The ceiling and floor are involved in the lower of cost or market rule for valuing inventory. The ceiling is the upper limit for the market amount. The floor is the lowest amount allowed for the market amount. This means that the market amount will be the replacement cost, but within the limitations of the ceiling and the floor.

The ceiling for the market value is the net realizable value. The net realizable value is calculated as the selling price in the ordinary course of business minus the cost of completion and disposal.

The floor for the market value is the net realizable value minus the normal profit. The floor is calculated as the selling price in the ordinary course of business minus the cost of completion and disposal and minus the normal profit.
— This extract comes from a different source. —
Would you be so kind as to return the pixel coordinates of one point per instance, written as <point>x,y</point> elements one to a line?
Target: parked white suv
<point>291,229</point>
The following is one illustration of the calculations. A company has an item with a cost of \$10. Its replacement cost is \$9, its net realizable value is \$8, and its normal profit is \$2. This means that the market amount for the lower of cost or market cannot be greater than the ceiling of \$8 (the net realizable value). We also know that the market amount cannot be lower than the floor of \$6 (the net realizable value of \$8 minus the normal profit of \$2). Since the replacement cost of \$9 is greater than the ceiling, it cannot be used. As a result, the accountant will value the inventory item at the lower of (1) the cost of \$10, or (2) the constrained replacement cost of \$8. This makes the lower of cost or market amount \$8.